I had a CMA get fired for accessing her dad’s chart to check some test results. He was not a pt of our office so there was no reason for any of us to access his chart period. If we’re working and a relative comes in for an appointment, we can not even chart on them for their visit, we have to get another clinical staff member to open the chart and document on it.
"If we’re working and a relative comes in for an appointment, we can not even chart on them for their visit, we have to get another clinical staff member to open the chart and document on it".
I do understand some facilities have this policy. What happens if you're the only one working in the department that day, or are the only clinical support in an urgent care? This must be a problem with the nation-wide short-staffing.
"I would NEVER!! I can't believe someone would do this".
Haven't we all seen way worse behavior from our coworkers?? Supervisors want to be everyone's friend and look the other way these days. They are afraid of losing staff.
Same same same. I work outpatient (with an IT department which, quite honestly, is probably not competent enough to even run audits).
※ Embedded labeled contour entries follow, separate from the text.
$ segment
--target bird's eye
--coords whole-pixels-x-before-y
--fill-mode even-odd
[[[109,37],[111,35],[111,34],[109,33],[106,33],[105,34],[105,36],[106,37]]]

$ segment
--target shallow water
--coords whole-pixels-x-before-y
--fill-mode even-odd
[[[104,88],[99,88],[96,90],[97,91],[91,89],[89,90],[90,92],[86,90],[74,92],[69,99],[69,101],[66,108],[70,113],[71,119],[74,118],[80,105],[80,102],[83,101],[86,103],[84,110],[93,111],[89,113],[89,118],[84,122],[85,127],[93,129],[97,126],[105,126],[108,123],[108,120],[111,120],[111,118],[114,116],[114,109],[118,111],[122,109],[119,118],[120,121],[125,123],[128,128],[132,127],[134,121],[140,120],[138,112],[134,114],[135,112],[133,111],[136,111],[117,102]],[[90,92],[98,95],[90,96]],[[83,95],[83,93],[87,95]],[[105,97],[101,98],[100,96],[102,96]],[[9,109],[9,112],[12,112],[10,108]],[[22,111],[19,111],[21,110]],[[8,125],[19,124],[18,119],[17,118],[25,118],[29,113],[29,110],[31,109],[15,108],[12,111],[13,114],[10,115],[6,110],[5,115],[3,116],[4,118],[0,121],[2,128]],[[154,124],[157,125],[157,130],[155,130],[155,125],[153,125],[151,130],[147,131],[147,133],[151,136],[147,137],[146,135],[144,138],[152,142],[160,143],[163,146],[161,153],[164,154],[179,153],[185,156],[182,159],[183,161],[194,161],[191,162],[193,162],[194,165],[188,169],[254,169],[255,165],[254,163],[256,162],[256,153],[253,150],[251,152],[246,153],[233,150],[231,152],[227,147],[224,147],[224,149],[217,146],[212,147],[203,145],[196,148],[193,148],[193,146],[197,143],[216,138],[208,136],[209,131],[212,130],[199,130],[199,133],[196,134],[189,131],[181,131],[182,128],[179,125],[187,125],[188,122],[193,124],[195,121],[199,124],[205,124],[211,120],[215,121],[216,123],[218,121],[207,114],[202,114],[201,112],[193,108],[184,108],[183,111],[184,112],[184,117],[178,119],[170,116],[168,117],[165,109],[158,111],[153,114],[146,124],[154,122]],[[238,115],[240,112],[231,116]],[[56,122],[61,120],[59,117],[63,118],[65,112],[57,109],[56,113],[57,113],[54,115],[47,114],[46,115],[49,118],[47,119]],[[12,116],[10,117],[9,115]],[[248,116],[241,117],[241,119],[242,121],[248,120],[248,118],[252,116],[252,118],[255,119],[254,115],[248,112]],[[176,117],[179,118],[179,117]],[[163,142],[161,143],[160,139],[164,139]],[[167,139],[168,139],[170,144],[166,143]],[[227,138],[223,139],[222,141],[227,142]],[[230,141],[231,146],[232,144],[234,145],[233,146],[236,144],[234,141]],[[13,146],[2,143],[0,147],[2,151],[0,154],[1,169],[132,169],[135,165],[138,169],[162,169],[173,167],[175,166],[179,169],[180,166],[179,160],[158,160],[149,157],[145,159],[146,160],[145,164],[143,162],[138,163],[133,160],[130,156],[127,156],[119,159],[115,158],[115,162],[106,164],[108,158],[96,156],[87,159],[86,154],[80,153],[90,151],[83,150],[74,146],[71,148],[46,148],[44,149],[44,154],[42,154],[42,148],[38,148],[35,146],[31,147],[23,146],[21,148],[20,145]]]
Coworkers regularly engage in behavior that is so much worse than snooping (ignoring urgent calls, being rude and dismissive of people who have medical concerns, ignoring doctors' direct orders) -- I'm not sure why violating HIPAA has become everyone's most unforgivable offense.
Thanks for the responses. I'm aware of those facts, unfortunately I don't believe she was at the time. She's a true friend, I don't want to leave her hanging.
Nope. That sort of stuff is covered extensively in orientation.
What would cause them to look into an employee's access?
Perhaps it was flagged in the system that this person was opening a bunch of charts of people who weren't active patients in her unit. That caused IT/informatics/etc. to dig deeper...
mmc51264, BSN, MSN, RN
3,319 Posts
I would NEVER!! I can't believe someone would do this.